The big influence was a 6.9% drop in the cost of transportation in the quarter and a fall of 1.2% over the year. In the September quarter, there was a 1% rise and the annual rate was 8.7%, so the extent of the impact of the sharp fall in oil prices can be seen.
The ABS said the most significant price falls this quarter were for automotive fuel (-18.2%), motor vehicles (-2.4%), deposit and loan facilities (-1.9%) and pharmaceuticals (-4.7%), while the most significant offsetting price increases were for rents (+1.8%), fruit (+8.0%), tobacco (+1.7%) and take away and fast foods (+1.5%).

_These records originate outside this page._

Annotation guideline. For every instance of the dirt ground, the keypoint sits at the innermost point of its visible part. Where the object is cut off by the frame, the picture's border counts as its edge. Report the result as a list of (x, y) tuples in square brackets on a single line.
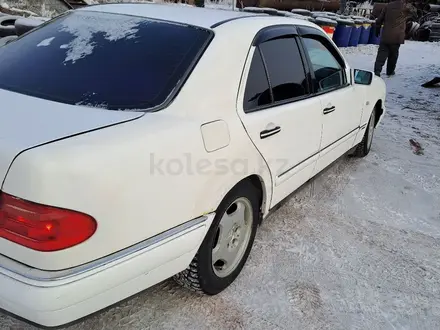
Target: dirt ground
[(357, 248)]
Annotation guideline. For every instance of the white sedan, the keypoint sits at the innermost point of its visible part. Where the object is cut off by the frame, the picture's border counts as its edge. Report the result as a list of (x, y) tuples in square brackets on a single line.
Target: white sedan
[(141, 141)]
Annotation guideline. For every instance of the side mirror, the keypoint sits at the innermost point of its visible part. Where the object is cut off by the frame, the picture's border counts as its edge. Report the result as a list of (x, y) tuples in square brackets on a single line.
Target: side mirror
[(362, 77)]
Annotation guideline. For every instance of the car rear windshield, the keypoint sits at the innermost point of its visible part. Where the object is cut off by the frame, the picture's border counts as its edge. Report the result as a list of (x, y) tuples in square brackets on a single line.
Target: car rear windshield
[(111, 61)]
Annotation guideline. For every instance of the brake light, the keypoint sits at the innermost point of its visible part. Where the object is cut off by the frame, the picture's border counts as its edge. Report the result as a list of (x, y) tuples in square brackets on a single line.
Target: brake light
[(40, 227)]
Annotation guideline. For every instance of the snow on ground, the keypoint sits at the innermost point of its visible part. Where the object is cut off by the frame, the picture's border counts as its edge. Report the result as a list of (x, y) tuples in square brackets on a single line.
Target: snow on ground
[(357, 248)]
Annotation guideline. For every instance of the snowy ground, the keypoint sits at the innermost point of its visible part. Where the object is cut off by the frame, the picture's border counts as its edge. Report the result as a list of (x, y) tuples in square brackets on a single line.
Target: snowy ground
[(357, 248)]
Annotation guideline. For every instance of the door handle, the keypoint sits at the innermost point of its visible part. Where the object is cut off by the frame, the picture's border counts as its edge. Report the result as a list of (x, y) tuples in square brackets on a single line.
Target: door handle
[(269, 132), (329, 110)]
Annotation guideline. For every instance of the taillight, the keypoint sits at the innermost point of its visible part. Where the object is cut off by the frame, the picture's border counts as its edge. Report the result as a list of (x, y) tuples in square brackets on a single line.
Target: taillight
[(40, 227)]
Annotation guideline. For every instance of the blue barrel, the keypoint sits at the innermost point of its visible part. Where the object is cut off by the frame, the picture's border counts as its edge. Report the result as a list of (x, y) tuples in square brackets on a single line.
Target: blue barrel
[(373, 39), (342, 34), (355, 33), (365, 32), (327, 24)]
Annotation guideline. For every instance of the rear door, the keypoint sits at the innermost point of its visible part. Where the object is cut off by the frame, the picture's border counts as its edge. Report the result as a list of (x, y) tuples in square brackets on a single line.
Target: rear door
[(341, 105), (278, 111)]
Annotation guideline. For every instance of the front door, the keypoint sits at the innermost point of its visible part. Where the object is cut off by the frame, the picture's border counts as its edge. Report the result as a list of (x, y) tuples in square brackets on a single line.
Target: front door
[(279, 113)]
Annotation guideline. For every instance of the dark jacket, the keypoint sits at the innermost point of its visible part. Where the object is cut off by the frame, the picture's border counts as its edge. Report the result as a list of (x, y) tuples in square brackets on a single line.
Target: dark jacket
[(393, 17)]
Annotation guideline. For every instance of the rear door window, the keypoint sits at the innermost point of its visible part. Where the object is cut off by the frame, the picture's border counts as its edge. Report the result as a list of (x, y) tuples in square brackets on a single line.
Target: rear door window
[(276, 75), (329, 74), (285, 69), (104, 60)]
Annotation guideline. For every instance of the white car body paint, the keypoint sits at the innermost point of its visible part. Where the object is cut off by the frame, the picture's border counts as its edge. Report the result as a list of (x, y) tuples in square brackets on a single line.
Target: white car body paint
[(141, 177)]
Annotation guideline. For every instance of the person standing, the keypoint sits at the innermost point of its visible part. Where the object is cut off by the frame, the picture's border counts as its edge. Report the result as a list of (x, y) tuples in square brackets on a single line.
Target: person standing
[(393, 18)]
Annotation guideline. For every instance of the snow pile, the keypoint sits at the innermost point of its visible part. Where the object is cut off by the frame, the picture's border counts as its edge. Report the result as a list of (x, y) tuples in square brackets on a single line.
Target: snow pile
[(85, 25)]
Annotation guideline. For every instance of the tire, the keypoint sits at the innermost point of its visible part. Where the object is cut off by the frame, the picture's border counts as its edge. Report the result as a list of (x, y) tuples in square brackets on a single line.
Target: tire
[(208, 277), (364, 147)]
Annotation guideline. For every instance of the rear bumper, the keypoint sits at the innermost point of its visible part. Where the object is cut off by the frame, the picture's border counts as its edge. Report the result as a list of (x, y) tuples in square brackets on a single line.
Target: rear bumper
[(56, 298)]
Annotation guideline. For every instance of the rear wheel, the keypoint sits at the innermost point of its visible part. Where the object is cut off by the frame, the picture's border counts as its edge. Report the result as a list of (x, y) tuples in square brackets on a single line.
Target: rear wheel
[(227, 244), (365, 146)]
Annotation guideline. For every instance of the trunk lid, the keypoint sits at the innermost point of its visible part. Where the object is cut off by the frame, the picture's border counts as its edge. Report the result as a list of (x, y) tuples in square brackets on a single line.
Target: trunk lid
[(27, 122)]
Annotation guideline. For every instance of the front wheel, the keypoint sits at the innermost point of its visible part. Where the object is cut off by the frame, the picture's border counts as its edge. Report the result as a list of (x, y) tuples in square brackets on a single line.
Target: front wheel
[(227, 245), (365, 146)]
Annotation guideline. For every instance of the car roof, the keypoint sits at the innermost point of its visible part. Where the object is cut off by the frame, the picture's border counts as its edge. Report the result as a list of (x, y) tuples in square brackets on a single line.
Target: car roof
[(184, 14)]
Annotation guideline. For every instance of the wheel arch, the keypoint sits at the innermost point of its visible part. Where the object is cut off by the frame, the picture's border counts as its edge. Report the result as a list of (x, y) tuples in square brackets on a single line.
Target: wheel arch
[(258, 182)]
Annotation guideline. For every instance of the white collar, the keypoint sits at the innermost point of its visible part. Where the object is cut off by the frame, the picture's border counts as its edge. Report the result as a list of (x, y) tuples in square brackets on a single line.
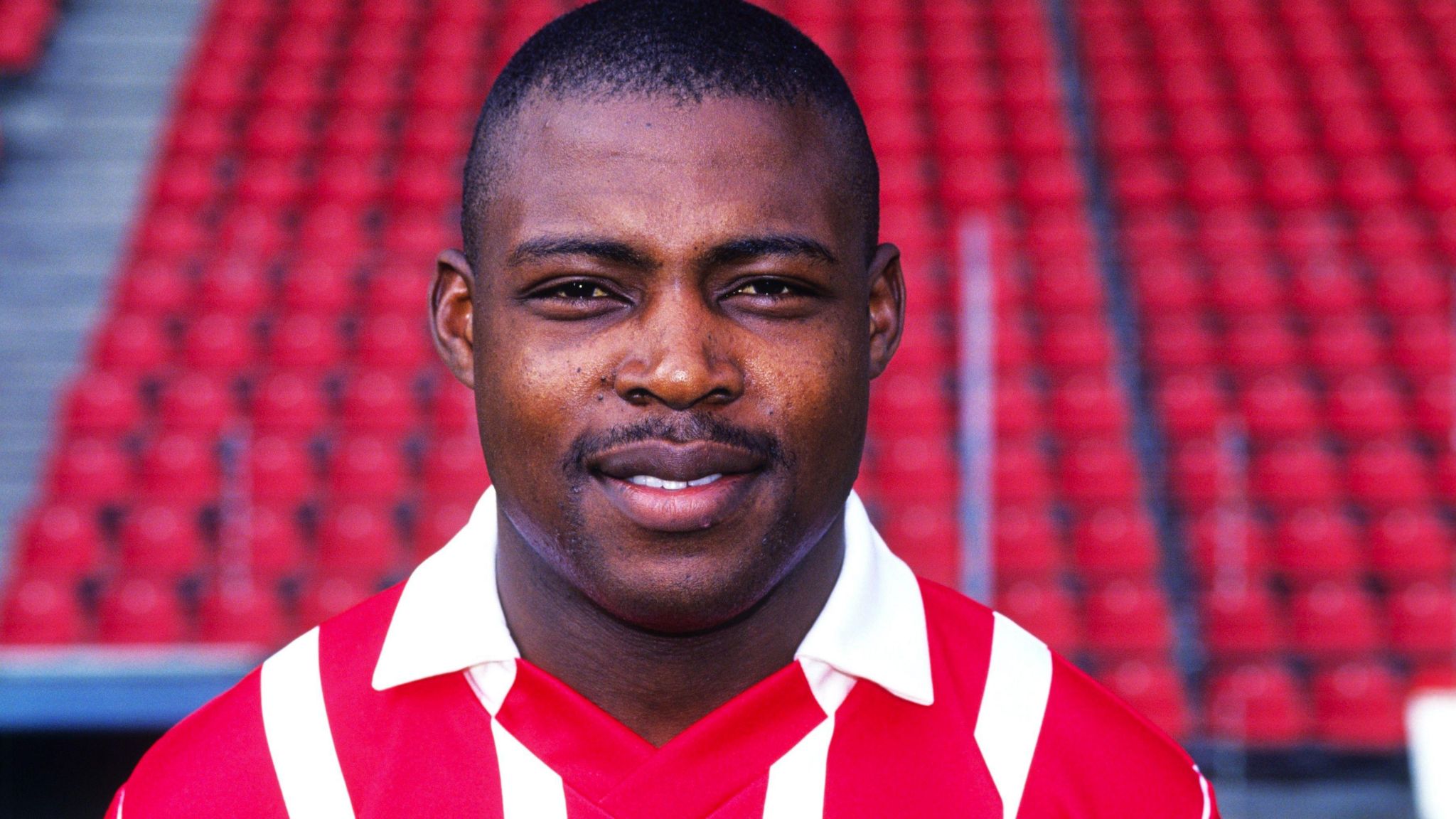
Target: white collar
[(449, 616)]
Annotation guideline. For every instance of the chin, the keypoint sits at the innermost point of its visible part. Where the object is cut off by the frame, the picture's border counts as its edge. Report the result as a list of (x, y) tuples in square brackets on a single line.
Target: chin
[(683, 594)]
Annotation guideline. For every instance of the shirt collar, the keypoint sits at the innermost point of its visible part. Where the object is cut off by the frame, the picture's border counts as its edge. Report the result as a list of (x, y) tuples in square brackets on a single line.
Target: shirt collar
[(449, 616)]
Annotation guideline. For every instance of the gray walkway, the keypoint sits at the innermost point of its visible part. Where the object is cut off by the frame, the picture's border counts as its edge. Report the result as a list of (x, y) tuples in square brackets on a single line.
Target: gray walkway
[(79, 141)]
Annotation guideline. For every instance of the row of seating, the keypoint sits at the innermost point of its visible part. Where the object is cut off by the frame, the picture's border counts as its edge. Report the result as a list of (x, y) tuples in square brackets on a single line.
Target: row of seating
[(1278, 173)]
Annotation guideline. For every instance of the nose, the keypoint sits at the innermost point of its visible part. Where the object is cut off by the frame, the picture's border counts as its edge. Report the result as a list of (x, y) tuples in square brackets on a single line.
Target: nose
[(680, 356)]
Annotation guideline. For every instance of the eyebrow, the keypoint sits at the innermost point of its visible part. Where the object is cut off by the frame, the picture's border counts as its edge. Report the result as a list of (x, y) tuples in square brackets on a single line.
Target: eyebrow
[(604, 250), (734, 251), (772, 245)]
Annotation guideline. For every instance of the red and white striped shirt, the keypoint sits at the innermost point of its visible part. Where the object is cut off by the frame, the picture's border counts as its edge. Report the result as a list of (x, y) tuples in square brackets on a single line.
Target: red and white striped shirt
[(904, 700)]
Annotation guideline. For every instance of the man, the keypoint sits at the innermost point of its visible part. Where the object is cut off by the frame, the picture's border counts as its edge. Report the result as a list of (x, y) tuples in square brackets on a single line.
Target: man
[(670, 305)]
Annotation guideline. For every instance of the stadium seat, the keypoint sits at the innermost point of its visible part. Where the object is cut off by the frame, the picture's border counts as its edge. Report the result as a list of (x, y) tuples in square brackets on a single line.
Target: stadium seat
[(1241, 621), (358, 540), (140, 611), (1114, 542), (1128, 619), (104, 404), (366, 469), (1155, 690), (1043, 609), (1260, 705), (1423, 621), (1410, 544), (179, 466), (242, 612), (1025, 544), (1359, 706), (41, 611), (1334, 620)]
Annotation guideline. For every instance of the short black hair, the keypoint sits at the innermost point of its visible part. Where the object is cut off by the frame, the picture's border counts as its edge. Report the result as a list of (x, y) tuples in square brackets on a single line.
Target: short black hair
[(685, 50)]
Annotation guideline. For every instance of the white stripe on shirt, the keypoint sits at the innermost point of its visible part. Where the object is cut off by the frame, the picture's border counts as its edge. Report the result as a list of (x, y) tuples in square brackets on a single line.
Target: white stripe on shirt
[(1012, 707), (296, 724)]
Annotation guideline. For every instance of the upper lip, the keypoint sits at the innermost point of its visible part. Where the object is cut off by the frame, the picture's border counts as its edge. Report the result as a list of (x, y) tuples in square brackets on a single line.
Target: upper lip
[(673, 461)]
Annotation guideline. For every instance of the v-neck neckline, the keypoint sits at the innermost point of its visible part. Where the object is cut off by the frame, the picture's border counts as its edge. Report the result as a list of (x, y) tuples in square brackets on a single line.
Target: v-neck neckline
[(696, 771)]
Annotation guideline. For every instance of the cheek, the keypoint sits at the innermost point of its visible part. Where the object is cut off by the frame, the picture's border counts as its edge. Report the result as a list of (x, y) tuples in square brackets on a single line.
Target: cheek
[(814, 388), (535, 398)]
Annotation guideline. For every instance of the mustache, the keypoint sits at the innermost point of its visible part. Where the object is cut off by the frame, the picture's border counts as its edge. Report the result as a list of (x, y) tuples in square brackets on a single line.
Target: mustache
[(679, 429)]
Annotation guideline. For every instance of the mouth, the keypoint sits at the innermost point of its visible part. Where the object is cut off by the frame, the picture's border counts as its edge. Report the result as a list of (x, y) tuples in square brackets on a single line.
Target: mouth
[(676, 487)]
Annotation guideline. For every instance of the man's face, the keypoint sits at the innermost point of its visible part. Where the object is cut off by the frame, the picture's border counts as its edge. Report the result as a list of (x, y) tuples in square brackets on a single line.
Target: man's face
[(673, 334)]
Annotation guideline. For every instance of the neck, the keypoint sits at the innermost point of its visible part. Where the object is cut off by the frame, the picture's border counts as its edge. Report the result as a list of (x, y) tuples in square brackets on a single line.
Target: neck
[(658, 684)]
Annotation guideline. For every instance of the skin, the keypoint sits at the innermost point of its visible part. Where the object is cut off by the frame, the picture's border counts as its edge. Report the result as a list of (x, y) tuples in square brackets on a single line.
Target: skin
[(668, 273)]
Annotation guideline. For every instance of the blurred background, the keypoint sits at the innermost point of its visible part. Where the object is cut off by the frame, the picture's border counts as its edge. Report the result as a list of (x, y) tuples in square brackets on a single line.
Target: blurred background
[(1175, 391)]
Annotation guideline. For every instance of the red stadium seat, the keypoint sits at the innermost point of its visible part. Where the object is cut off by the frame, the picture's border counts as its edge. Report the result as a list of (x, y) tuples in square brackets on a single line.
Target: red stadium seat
[(1423, 621), (1260, 705), (91, 470), (1279, 405), (1192, 405), (1334, 620), (306, 343), (358, 540), (379, 402), (104, 402), (1241, 621), (1100, 473), (1385, 476), (1366, 407), (1317, 544), (197, 402), (1088, 405), (455, 469), (62, 541), (1021, 474), (179, 466), (289, 402), (1043, 609), (1295, 474), (393, 343), (1128, 619), (1114, 542), (368, 470), (242, 612), (1025, 544), (1410, 544), (162, 541), (1359, 706), (280, 470), (220, 343), (132, 343), (141, 611), (41, 611), (265, 541), (1155, 690)]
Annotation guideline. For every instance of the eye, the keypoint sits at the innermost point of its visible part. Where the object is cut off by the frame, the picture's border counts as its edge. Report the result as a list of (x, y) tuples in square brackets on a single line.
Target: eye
[(575, 291), (771, 287)]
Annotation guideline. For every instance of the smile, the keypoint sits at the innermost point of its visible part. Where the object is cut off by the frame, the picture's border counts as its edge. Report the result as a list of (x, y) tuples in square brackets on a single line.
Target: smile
[(672, 486), (676, 487)]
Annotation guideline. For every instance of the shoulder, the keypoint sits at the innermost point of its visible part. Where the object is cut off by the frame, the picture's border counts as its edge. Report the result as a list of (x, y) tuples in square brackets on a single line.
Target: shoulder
[(216, 763), (1089, 752), (1097, 754)]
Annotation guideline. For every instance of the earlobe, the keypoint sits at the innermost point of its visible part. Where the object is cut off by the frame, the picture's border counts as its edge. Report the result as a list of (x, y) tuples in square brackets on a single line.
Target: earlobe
[(451, 306), (887, 308)]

There had been thoughts that there might be a small rise in the CPI after the slumping Australian dollar pushed import prices and producer prices up by more than expected in the quarter. An end to falling fruit and vegetable prices was also reflected in the producer price index and was thought of as a possible cause of a sharper than expected figure.
But that wasn’t to be, even though Woolworths reported slowing interim and second-quarter sales figures, even as food price inflation jumped to an annual 4.8% in the three months to December from 3.2% in the September quarter as “deflation in produce ceased”.
But other figures released from the Department of Education, Employment and Workplace Relations (DEEWR), reveal the sharp fall in demand for skilled labour over the past year, a pointer to rising levels of joblessness in the months ahead.
The figures showed a 7.7% fall in skilled job vacancies in January, with the department’s skilled vacancies index hitting 56.1 points this month, 43.4% lower than in January 2008.
Vacancies fell in all three occupational groups monitored by the department.
Trade vacancies declined 10%, associate professionals fell 8.8% and professionals dropped 4%. The department said the fall in skilled vacancies was widespread, with decreases evident in 17 of the 18 professions monitored. The only occupation to rise was medical and science technical officers, increasing by 2.9%.
All states and territories experienced decreases in skilled vacancies in January, the largest drop being 10.4% in NSW; while all states and territories reported falls in the year to January, with NSW again leading the way with a plunge of 57.3%.
And the Westpac/Melbourne Institute leading index dropped in November, a pointer to the economy moving into recession this year.
The index is a way of looking at future economic growth and it fell 1% to 253.5 points from October. Westpac said the index shrank at an annualised 2.2%, the first negative reading since May 2001.
According to Westpac economics chief Bill Evans, the fall in “the leading index coupled with the further deterioration in the global environment intensifies the risk that the Australian economy will contract through 2009.”
“There seems little doubt that the central bank will decide to further reduce the overnight cash rate,” he added.
Today’s inflation figures will allow a rate cut of up to 1%, perhaps 1.25% to happen next Tuesday, or over February and March to get the rate down to 3% as quickly as possible.
The cash rate is now well above the annual inflation rate of 3.7% and the RBA board said in December in cutting rates by 1% that it had “judged that a further significant reduction in the cash rate was warranted now, to take monetary policy to an expansionary setting. As a result of today’s decision, the cash rate will be at its previous cyclical low point.”
Well, that was when the CPI was 5% and the RBA’s measure was an average 4.7%. The CPI has now fallen well under the cash rate and the RBA’s measure is now within 0.10% of the cash rate, so another big rate cut is needed to make sure the expansionary nature of monetary policy is preserved, especially with the global economy tanking and some early signs of an accelerating slowdown here.